May 24, 2022 03:51AM ET
By: AnalysisWatch
The crypto-derivatives exchange and non-fungible token (NFT) platform FTX are reportedly in the market for brokerage startups as part of its recently announced plans to expand support for equity trading.
The company announced last Thursday that its U.S.-based subsidiary FTX.US will introduce commission-free equity trading through its application, allowing users to fund their accounts with fiat-backed stablecoins.
According to a report by CNBC on Monday—which cited sources who did not want to be named because the talks were confidential—the company has held private meetings with at least three brokerage startups in recent months regarding possible acquisitions.
The three companies named were Webull, Apex Clearing, and Public.com.

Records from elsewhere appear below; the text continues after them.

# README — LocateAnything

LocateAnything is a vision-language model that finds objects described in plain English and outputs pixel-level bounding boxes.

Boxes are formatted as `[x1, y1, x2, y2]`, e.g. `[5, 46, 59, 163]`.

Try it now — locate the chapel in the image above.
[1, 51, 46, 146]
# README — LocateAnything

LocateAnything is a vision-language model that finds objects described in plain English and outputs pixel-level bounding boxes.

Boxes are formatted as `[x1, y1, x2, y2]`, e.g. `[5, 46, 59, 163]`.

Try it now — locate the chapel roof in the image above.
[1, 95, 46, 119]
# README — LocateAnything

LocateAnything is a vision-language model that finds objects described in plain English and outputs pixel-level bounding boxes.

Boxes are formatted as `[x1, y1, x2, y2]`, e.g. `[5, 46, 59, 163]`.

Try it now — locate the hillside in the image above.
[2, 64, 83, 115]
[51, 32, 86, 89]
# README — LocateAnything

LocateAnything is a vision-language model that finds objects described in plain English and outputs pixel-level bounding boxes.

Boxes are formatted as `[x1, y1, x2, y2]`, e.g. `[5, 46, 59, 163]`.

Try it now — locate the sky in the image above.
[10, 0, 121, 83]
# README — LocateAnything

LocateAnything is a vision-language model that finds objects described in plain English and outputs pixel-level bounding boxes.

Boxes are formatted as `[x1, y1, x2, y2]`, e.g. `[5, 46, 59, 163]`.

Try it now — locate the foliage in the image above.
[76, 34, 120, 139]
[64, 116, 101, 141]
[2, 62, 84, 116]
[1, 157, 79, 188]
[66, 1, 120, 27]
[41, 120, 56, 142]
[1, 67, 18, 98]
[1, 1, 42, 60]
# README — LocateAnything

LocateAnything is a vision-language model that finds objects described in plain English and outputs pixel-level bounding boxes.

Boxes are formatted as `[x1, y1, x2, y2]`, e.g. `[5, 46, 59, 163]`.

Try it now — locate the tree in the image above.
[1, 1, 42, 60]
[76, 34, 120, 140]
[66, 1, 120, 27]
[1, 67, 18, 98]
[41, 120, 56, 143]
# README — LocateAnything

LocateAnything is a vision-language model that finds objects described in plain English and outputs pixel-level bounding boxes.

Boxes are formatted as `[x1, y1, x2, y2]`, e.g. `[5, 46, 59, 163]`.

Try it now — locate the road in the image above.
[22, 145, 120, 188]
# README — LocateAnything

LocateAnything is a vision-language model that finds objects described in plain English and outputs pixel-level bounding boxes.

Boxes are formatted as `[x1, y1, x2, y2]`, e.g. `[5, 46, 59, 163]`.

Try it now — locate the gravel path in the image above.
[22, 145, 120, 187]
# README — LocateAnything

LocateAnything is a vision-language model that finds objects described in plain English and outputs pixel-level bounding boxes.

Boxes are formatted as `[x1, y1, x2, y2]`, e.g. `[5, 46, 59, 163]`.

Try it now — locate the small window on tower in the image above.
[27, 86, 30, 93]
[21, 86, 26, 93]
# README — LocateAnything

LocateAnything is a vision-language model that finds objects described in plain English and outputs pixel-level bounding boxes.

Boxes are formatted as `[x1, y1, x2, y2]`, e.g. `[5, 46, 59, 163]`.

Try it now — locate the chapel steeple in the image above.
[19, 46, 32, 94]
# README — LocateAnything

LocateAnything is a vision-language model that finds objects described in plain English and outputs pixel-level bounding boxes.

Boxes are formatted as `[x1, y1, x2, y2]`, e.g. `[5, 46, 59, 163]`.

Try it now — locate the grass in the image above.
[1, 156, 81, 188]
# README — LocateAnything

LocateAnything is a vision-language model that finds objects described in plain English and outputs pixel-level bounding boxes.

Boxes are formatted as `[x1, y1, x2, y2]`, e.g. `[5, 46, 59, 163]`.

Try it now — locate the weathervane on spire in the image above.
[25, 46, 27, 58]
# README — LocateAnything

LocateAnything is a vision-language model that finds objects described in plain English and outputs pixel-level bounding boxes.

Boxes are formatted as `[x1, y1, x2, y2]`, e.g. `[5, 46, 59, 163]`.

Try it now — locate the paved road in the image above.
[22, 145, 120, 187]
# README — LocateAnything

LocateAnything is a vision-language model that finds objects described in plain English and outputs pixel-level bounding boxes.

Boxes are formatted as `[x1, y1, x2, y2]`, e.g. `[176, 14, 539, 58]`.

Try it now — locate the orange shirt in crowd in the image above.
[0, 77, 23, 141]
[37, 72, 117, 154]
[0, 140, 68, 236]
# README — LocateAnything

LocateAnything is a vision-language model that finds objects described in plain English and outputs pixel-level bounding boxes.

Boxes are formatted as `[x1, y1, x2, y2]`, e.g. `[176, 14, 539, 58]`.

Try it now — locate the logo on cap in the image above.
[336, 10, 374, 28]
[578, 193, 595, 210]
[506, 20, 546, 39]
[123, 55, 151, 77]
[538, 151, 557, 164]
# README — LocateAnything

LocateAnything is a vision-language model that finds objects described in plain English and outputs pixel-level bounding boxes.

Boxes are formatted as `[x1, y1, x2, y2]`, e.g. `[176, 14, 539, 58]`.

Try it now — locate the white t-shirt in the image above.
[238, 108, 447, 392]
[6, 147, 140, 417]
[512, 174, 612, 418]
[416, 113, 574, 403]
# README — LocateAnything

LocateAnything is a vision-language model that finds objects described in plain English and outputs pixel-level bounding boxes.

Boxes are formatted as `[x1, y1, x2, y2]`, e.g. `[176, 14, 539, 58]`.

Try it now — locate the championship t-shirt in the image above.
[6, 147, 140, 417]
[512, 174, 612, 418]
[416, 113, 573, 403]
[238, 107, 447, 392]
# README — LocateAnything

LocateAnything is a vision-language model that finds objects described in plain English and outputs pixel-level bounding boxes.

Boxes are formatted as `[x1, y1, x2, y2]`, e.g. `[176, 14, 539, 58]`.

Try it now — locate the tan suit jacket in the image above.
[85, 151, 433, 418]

All parties, as well as FTX, have not yet commented on the rumors.
All of the firms are registered with the Financial Industry Regulatory Authority (FINRA) and are members of the Securities Investor Protection Corporation (SIPC), suggesting they are in good hands with watchful government agencies such as the Securities and Exchange Commission (SEC).
FINRA-registered firms can trade stocks on behalf of their clients and are also authorized to provide investment advice. SIPC membership means investors are financially protected if the firm fails.
At this point, it's unclear whether FTX is primarily looking for startups to support its equity-focused initiatives or if the company is also looking at larger acquisitions in the long term.
Earlier this month, FTX founder and CEO Sam Bankman-Fried (SBF) filed a report with the SEC showing that he had increased his stake in popular trading platform Robinhood to 7.6% in late April for about $648.2 million.